Капитан невесело улыбается.
– Не пройдут твои танки через разлив, утонут. Или сначала их унесет потоком, утонут потом.
Алексей понимает, что друг не шутит, и задумался, прикидывая варианты.
–Как думаешь, это, – он кивнул в сторону окошка, – надолго?
Грек пожимает плечами.
– Несколько дней, может быть, неделя. Но высокая вода будет дольше – выше в горах снег тает медленно.
– Продержимся. Ты знамя-то захватил?
– Нет. Не было здесь штаба, только тыловики и артиллеристы. Штаб остался на том берегу, итальянский полковник собирался личным примером вдохновлять подчиненных.

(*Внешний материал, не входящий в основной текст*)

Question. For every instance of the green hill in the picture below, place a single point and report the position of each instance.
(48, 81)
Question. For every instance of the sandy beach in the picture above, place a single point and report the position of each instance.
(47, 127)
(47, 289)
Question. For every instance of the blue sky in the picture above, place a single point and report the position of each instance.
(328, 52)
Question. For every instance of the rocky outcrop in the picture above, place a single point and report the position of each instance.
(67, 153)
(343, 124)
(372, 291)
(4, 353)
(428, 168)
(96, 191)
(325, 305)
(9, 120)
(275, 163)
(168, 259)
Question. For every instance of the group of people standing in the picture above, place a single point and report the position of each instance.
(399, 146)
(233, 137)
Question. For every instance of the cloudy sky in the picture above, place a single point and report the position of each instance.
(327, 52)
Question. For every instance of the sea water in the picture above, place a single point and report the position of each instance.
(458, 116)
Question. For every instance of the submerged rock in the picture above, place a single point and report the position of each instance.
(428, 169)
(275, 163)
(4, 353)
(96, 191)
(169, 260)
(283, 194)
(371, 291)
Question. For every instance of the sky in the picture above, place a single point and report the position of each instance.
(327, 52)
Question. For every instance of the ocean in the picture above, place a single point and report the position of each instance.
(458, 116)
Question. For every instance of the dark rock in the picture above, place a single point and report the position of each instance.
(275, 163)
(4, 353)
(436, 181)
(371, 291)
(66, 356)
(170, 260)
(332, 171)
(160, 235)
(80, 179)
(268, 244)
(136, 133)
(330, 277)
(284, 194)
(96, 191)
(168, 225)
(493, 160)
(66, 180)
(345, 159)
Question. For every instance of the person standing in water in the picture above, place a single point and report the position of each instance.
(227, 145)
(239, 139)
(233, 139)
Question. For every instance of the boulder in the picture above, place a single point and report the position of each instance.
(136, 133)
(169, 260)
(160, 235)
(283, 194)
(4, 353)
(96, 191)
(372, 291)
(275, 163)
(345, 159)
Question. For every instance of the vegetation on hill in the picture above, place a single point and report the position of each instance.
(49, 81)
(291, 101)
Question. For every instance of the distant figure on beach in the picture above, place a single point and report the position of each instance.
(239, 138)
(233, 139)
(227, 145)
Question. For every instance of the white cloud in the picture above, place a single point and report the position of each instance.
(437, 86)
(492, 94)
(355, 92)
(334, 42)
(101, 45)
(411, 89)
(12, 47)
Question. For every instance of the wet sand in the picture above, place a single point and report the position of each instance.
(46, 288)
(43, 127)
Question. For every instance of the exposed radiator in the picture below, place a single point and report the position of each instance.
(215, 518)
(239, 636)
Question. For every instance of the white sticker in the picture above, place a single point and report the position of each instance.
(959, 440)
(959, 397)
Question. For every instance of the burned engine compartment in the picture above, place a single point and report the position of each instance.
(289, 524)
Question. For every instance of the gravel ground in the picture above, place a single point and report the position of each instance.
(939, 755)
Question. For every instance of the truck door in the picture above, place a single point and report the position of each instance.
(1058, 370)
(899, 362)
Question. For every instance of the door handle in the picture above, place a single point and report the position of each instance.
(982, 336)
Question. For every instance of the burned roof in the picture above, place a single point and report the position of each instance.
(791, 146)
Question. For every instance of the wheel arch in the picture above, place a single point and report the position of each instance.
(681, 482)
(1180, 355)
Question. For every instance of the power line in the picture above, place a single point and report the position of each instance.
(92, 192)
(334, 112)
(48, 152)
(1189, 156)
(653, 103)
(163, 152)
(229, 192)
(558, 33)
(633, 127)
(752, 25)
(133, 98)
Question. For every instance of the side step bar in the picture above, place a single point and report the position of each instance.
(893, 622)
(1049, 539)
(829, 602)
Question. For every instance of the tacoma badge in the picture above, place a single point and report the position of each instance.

– Это он правильно придумал.
Котовский прикидывает – неделю сидеть на том пайке, что с собой привезли. Эвзоны много на себе не притащили, в деревеньке наверняка лишнего продовольствия нет. В трофеях наверняка найдется еда, так ведь еще итальянцев кормить…
– Пленных сколько у нас?
– Каких пленных? – очень натурально удивляется Карагиозис. – Ты забыл, как они дрались? Горные львы, предпочли смерть позорному плену. Прыгали со скал, когда кончились патроны.
– Да? Что-то замотался я, глупые вопросы задаю.
Алексей расстегивает комбинезон.
– Жарко тут. Ты сразу понял, что мы попались?
Капитан не отвечает, только дергает небритой щекой. Потом вдруг улыбается:
– Но дело мы сделали – теперь итальянцы соберут все силы, чтобы нас прихлопнуть. Такой шанс умереть героями выпадает не каждому.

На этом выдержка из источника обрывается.